Edit: Do you lookup always SessionID's from ClientID's in each SingleCast? That would be a huge waste in this case as they are almost always constant.
I would also propose that a multicast approach would be more appropriate, since a large number of clients are each receiving the same data. Obviously not IP multicast, but passing a piece of serialized data exactly once to the proxy layer, along with a list of clients which must receive it. If the concern is that people might be connected through different proxies, at least three possibilities suggest themselves:
- Randomly choose a proxy server; this Sol sends a multicast to it:
multicast("Ship #21 firing an EM smartbomb, ship #33 has stopped moving",[Joe,Billy,Bob,Sam,Reggie],master=true) . That proxy then sends to each other proxy: multicast("Ship #21 firing an EM smartbomb, ship #33 has stopped moving",[Joe,Billy,Bob,Sam,Reggie],master=false) (and parses and runs the multicast for its own connections). Implicitly, it is not an error, and is silently ignored, if a given recipient of a multicast is not connected to the proxy that received it.

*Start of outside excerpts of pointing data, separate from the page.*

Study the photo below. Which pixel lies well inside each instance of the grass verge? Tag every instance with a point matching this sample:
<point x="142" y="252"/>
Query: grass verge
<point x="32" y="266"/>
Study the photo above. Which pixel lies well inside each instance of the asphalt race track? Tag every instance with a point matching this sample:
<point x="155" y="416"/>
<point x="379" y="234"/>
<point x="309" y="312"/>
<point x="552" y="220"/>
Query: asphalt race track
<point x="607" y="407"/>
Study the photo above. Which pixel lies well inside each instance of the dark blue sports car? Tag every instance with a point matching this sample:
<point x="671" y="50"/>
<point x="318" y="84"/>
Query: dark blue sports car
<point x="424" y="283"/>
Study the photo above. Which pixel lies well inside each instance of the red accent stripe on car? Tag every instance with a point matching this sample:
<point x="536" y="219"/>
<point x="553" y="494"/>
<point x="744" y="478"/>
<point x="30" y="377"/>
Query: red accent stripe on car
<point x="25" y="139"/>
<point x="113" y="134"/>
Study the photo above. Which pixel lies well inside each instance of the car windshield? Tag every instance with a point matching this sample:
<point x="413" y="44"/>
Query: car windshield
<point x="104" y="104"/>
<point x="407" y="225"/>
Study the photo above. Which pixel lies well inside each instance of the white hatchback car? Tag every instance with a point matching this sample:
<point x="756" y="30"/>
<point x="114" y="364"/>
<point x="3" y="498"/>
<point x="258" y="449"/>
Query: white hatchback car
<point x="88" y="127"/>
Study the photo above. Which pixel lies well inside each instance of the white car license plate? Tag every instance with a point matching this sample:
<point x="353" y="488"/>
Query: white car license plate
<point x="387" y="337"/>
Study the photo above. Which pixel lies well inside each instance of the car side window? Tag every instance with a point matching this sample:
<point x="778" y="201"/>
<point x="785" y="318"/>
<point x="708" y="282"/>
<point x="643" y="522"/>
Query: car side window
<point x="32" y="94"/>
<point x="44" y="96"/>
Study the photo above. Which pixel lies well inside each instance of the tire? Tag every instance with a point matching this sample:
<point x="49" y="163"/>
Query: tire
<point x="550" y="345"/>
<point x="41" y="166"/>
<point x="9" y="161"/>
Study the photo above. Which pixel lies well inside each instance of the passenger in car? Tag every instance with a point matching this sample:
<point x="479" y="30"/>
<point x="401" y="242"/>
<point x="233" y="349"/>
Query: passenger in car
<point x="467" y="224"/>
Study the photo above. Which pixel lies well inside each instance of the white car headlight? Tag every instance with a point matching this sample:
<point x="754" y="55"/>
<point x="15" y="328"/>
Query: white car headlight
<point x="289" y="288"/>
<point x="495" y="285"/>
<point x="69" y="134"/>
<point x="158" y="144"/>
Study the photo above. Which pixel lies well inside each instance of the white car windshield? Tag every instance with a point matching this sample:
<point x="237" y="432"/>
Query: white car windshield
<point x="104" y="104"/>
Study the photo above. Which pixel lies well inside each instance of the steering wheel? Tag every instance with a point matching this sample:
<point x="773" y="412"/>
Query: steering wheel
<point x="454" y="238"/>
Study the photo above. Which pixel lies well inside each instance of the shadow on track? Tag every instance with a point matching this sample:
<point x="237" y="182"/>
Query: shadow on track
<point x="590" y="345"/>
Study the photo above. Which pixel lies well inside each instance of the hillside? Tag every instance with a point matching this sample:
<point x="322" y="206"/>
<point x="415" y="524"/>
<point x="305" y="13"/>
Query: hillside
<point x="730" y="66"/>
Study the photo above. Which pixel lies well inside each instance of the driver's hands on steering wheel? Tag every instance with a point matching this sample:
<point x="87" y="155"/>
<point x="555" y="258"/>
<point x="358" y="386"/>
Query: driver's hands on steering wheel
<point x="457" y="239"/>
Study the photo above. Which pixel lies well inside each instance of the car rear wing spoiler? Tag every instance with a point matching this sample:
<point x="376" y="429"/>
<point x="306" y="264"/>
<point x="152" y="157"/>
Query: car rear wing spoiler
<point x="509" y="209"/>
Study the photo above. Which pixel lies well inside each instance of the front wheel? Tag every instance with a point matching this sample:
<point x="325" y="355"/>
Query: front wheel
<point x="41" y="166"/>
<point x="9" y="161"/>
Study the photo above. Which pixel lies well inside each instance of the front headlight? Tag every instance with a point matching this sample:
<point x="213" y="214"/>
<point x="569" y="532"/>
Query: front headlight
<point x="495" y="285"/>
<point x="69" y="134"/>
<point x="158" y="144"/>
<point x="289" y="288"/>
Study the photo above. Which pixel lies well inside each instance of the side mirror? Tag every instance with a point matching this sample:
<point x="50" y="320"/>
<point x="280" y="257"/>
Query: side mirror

- From the Sol, contact every proxy and perform the same steps as above. Has the advantage that it can (more easily) be blocking to whatever extent is deemed necessary.
- On the Sol, maintain a list of proxies through which players are connected; the list need not be minimal, just complete. As above, but only contact each proxy which actually has a player connected. This one scales better, and is my favorite of the three.
This closely mirrors a fundamental Google approach to cluster computingłnamely, that it is rarely correct to select something. As an example, for certain classes of boolean search problems, it is expensive to evaluate their class so as to know which of several different algorithms to use to solve them. What Google does instead is launch all three of those algorithms simultaneously on three different machines; the first result to return is used, and the other two tasks are killed. So, in our case, if serialization is expensive, and if finding out to which proxy a given player is connected soaks up time, don't bother doing it.